Global mobility & risk management: 4 steps to success

Global mobility & risk management: 4 steps to success | FIDI

Relocating is a risky business. Global mobility professionals know that they need to ensure that assignees are looked after, and that all risks are carefully assessed and mitigated. They need to be compliant, and of course they want the expat experience to be a happy, positive, successful one from a business point of view.

But global mobility people are not the only ones weighing up the risks. The specialist moving companies that they hire are duty-bound to manage risks carefully too. As an organization, FIDI understands the importance of risk management and regularly raises awareness among its members, notably through a recent introductory workshop on risk management in the relocation industry, hosted by EY.

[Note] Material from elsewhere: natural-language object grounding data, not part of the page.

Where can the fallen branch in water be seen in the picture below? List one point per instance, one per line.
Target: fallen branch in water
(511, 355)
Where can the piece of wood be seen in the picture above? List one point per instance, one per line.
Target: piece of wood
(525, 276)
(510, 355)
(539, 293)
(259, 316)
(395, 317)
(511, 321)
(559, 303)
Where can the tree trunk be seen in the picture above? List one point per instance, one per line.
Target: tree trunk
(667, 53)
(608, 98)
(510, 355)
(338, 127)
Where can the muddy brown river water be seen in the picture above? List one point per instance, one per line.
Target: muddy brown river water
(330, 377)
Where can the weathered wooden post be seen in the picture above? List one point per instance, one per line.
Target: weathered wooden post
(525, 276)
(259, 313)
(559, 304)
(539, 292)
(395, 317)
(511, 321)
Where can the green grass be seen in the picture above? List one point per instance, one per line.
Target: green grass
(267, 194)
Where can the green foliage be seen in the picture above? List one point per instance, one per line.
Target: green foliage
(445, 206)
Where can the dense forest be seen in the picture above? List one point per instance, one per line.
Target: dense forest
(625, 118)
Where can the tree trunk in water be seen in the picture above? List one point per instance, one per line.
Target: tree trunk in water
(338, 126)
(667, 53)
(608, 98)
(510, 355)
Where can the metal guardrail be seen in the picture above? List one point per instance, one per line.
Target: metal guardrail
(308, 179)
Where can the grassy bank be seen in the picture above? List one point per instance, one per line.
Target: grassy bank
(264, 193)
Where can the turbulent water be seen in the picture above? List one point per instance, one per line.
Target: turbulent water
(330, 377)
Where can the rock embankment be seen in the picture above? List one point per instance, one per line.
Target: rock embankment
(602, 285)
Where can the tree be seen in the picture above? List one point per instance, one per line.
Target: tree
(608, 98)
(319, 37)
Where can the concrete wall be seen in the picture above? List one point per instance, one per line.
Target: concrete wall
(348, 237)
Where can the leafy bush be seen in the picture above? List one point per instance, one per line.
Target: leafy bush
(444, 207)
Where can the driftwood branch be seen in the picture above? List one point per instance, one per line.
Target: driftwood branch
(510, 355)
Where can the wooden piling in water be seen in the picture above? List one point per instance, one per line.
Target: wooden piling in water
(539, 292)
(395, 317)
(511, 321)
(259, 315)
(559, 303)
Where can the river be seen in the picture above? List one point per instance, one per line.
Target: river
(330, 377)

The changing face of risk management

At the recent FIDI Conference held in Amsterdam in March 2019, Keren Yagel Brody and Thijs Deweerdt, senior managers and in-charge of the FAIM auditing process at EY, spoke about the way risk management is changing as the relocation industry itself evolves.

“There have been a number of huge changes – especially in terms of processes. Today there are so many different parties involved in order to generate revenue. Everything used to be done in-house, while today companies rely a lot more on outsourcing core services. That seems to make jobs easier, but it actually makes the industry as a whole more complex and more interdependent. Along with technological innovation – and data privacy is especially key here – the global mobility industry is no longer the ‘old-school’ industry it was before.”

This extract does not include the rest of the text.